A collective will to do good
At DC Central Kitchen, our diverse slate of programs means that our efforts often affect people and our community in very different ways. While the immediate impact of providing a healthy meal to resident of a homeless shelter who might otherwise go hungry that night is inarguable, other activities, like providing financial literacy education to our Culinary Job Training students or encouraging our volunteers to rethink their role in combating hunger and poverty, often don’t reveal their full value until years later.
We’re committed to fighting hunger every single day while keeping our eye on the horizon and working towards fundamental changes that will reduce the need for our services. That’s not an easy set of responsibilities to juggle, but this juggling act played out in a powerful way just a few weeks ago in our basement kitchen.

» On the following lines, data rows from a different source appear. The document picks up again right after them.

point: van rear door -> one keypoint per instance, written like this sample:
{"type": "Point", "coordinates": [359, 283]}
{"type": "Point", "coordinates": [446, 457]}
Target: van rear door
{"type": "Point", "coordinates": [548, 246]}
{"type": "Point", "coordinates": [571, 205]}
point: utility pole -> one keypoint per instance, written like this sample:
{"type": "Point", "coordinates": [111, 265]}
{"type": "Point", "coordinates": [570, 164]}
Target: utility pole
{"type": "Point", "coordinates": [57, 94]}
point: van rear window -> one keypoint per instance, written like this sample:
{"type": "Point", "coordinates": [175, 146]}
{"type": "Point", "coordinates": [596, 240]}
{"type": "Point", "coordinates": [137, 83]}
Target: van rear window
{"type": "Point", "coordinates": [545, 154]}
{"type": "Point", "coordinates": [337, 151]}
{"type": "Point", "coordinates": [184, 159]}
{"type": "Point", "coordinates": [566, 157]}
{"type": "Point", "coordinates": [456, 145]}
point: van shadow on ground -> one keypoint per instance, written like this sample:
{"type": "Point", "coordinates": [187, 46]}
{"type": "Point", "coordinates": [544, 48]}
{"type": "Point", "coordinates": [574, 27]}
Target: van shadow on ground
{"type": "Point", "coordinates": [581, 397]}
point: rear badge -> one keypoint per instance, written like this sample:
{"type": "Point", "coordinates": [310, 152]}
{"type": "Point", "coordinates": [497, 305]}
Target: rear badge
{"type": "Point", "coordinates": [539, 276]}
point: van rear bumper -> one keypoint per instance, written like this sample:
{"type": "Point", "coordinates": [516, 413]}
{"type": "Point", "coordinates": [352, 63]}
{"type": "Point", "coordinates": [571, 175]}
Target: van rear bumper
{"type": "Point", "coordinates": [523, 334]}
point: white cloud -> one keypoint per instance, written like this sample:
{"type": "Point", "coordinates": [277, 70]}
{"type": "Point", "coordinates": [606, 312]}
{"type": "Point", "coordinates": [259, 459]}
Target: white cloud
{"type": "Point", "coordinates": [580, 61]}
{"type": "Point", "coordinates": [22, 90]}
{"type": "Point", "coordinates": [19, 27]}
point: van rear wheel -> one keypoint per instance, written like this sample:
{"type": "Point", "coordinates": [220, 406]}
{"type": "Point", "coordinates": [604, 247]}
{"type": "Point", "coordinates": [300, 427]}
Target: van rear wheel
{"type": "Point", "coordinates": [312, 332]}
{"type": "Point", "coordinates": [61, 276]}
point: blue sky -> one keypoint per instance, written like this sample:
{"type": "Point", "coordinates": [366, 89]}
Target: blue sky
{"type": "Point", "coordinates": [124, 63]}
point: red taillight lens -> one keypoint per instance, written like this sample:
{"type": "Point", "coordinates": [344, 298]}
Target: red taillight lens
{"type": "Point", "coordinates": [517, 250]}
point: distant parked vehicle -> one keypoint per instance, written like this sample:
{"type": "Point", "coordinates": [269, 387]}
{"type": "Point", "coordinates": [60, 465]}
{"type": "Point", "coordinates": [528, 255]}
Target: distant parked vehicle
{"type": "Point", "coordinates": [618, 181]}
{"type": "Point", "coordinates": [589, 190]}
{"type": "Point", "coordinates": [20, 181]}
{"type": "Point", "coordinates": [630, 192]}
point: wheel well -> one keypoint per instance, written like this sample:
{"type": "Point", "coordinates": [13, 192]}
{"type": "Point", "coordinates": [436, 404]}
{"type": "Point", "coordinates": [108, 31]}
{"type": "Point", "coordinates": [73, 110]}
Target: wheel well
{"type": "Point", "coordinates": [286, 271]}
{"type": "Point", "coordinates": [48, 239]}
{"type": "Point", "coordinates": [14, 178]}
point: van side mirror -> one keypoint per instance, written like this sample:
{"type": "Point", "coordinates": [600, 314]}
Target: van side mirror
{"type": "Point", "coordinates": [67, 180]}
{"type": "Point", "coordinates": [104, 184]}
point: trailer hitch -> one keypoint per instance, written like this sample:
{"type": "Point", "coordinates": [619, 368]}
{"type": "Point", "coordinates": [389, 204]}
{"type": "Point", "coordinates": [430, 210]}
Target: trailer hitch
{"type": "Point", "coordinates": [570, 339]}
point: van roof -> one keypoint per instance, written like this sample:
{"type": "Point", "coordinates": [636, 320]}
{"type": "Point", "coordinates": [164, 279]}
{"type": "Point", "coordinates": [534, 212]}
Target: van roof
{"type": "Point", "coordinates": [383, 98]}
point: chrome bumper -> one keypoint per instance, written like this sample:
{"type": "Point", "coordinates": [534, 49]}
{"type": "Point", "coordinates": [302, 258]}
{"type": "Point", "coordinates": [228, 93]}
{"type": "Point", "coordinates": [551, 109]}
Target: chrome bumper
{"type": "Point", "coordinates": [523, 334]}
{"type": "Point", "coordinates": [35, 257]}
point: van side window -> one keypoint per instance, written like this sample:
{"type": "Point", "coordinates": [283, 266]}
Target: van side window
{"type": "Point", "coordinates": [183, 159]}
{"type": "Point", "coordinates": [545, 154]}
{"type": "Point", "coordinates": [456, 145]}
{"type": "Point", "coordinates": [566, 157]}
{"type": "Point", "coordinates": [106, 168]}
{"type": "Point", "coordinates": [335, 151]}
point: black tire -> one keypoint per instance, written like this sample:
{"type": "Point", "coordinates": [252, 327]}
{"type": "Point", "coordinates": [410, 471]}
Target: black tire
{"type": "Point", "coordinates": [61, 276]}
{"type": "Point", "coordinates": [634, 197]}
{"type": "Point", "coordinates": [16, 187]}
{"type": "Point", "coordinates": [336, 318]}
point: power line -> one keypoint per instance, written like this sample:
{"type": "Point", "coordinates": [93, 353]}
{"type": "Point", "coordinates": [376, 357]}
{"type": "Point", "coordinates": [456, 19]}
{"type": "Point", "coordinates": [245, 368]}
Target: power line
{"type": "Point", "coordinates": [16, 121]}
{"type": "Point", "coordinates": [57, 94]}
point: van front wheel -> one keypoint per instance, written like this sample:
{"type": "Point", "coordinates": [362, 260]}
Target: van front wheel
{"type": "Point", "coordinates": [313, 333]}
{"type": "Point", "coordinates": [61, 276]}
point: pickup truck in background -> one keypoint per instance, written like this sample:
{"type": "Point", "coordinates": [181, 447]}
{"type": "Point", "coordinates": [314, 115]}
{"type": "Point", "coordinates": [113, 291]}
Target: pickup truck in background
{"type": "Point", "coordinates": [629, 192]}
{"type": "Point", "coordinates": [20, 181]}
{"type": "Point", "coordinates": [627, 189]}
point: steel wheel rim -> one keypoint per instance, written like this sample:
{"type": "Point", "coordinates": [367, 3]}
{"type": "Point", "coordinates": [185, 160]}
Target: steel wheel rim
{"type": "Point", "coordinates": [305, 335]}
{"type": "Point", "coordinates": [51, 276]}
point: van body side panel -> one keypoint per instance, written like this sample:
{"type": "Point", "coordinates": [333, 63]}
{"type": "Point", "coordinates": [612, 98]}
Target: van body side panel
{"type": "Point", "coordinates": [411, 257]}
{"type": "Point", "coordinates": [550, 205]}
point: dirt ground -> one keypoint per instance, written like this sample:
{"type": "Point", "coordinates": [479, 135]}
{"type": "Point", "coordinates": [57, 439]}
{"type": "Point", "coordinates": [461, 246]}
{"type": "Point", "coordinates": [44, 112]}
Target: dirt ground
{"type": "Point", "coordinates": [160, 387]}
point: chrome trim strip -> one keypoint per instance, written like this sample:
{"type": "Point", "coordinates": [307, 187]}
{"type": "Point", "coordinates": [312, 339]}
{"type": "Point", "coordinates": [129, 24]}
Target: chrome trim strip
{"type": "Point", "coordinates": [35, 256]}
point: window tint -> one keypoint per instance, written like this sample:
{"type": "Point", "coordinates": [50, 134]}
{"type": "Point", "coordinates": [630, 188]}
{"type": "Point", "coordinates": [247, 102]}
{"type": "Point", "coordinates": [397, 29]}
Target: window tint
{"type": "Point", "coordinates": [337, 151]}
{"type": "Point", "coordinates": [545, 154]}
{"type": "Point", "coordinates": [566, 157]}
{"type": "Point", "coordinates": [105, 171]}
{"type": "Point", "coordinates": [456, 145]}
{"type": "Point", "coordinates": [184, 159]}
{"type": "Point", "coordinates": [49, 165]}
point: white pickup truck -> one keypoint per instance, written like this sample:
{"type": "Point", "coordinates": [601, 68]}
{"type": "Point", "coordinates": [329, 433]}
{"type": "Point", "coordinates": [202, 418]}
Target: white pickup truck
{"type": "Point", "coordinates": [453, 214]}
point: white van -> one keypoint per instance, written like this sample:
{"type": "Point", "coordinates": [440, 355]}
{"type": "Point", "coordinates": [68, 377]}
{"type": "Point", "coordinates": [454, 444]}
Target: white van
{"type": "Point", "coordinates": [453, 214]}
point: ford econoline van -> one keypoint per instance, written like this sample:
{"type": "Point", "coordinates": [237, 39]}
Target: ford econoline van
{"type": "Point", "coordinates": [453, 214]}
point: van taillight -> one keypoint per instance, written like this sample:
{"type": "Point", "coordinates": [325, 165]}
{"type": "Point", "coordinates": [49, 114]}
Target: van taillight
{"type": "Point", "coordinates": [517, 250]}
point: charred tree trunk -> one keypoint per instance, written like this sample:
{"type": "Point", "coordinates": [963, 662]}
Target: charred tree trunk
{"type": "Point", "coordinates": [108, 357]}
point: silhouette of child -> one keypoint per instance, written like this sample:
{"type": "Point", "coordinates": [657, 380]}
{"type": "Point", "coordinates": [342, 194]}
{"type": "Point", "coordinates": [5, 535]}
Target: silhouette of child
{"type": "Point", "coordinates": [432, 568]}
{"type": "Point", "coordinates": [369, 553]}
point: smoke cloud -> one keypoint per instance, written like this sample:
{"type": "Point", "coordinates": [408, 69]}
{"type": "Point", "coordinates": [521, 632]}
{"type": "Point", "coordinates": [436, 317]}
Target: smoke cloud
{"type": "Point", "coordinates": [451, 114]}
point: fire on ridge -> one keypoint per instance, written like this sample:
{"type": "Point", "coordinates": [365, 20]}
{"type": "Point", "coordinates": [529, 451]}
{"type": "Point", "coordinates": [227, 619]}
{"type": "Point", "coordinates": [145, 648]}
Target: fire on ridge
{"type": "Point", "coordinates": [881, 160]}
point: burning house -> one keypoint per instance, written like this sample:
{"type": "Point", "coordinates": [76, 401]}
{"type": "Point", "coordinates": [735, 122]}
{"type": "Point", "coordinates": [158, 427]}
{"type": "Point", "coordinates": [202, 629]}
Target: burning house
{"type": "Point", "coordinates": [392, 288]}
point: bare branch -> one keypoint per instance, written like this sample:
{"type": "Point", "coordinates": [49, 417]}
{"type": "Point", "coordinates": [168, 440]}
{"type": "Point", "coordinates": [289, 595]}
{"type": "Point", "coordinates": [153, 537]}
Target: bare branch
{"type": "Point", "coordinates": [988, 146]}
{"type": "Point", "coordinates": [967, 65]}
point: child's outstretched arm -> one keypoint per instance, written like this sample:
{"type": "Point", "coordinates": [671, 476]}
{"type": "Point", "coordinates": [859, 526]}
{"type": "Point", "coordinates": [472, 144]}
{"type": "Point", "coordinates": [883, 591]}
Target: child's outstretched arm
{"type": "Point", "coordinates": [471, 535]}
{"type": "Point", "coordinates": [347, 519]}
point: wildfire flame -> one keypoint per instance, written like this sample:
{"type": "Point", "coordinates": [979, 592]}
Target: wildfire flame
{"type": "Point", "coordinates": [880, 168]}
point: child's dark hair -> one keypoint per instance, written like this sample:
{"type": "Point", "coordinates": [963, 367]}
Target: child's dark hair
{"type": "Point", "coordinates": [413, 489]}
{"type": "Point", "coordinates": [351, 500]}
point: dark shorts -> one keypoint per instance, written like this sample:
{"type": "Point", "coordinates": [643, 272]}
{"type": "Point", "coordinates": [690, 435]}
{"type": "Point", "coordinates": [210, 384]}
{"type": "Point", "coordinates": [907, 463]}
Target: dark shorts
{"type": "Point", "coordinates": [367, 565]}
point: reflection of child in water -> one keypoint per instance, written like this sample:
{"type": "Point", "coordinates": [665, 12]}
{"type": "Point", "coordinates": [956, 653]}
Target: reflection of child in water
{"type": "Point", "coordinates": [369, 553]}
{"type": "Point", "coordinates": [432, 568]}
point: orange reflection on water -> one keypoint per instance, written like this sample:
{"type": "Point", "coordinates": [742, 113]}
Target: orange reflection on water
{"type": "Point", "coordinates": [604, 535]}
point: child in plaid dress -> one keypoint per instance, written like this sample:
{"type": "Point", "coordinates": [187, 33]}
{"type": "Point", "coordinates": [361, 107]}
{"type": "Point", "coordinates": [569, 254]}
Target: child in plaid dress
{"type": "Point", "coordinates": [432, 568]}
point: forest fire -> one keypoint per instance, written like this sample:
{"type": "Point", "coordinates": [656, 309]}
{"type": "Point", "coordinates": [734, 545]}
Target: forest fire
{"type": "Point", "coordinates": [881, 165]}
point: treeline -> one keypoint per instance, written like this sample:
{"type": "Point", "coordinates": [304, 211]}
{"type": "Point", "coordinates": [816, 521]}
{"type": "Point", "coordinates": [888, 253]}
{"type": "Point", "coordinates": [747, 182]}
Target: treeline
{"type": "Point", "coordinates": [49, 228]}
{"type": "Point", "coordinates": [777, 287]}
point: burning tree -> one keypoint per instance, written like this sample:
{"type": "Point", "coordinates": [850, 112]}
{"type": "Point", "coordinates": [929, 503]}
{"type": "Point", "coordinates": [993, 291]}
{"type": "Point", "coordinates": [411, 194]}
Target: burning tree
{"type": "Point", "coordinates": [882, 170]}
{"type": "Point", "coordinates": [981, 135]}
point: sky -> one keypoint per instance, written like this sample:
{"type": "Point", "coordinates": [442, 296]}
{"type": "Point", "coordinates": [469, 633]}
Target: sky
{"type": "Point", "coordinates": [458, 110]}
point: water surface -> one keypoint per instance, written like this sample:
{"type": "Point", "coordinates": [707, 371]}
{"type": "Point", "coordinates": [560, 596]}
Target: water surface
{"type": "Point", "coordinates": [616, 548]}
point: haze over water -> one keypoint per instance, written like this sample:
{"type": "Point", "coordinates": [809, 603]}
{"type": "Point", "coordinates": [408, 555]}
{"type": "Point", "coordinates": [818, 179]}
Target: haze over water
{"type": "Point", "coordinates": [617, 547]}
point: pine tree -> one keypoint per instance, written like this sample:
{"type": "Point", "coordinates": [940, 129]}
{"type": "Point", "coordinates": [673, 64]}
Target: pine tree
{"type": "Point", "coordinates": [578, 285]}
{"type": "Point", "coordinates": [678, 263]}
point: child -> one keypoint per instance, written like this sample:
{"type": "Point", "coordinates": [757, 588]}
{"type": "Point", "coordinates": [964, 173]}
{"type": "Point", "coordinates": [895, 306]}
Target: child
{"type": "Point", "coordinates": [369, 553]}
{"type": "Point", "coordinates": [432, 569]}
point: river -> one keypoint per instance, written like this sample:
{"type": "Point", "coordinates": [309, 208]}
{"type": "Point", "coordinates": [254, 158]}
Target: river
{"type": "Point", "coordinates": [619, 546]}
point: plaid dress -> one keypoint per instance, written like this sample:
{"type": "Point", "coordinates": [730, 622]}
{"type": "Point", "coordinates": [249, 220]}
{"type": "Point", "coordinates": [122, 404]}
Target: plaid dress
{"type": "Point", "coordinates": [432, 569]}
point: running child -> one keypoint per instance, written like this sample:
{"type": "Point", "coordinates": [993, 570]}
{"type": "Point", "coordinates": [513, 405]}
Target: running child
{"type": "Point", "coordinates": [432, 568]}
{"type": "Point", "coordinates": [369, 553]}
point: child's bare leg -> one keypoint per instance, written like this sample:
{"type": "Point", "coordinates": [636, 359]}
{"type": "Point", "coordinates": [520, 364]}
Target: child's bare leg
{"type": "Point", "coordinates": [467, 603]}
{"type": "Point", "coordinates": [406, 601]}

You may have heard of The Wharf. A major new development along Washington, DC’s waterfront, The Wharf is home to a dozen new restaurants and hotels. We knew these new hospitality partners could be powerful partners in providing jobs to our culinary graduates, so we worked throughout the latter half of 2017 to help match our skilled students with internships and job opportunities at The Wharf. In January, one of these graduates, Ms. Dorothy, who had secured employment at the Canopy by Hilton returned to DC Central Kitchen to serve as the alumni speaker at the winter graduation ceremony for our Culinary Job Training program. She shared that she had already received a promotion to lead cook in charge of all breakfast preparation, thanks to her supervisors and peers identifying her positive attitude and strong work ethic as foundational to her potential as a leader.
That’s a tremendous testament to the dedication of a new hiring partner, and a few weeks later we started to find out why this particular hotel was so invested in hiring and supporting our graduates. A group of Canopy by Hilton staff members had chose to come down to our main facility and volunteer in our kitchen, and two were wearing very familiar t-shirts. The t-shirts were black with the logo of The Campus Kitchens Project emblazoned across the back. The Campus Kitchens Project is a program of DC Central Kitchen that works with colleges and high schools to transform cafeterias into hubs of food recovery, meal preparation, and student leadership development, efficiently replicating our model and values on 63 campuses across the country. These two young men – Edgar and Louis – had helped run the Campus Kitchen at the University of Maryland Eastern Shore and embraced the core values of DC Central Kitchen as college students. After graduating and securing management positions at the Canopy by Hilton, they championed the hiring of DC Central Kitchen culinary graduates and welcomed the passionate, genuine, and professional Ms. Dorothy.
“It was clear from the moment she started working on our team that Dorothy was someone I could depend on,” said Louis. “She would be the first one in the kitchen to prep and the last to leave. If something needed to be done, it was handled efficiently and professionally.”
In our line of work, we encounter all sort of challenges, from funding shortfalls to overcrowded facilities. But financial and physical challenges are far less concerning than the ones that live in people’s heads – the stereotypes and problematic assumptions that perpetuate inequality, injustice, and division. Through activities like The Campus Kitchens Project, we’re working to reshape the way people, especially young people, think about the root causes of hunger and poverty and build the collective will between nonprofits, private businesses, and other key stakeholders in our communities that we need to solve them.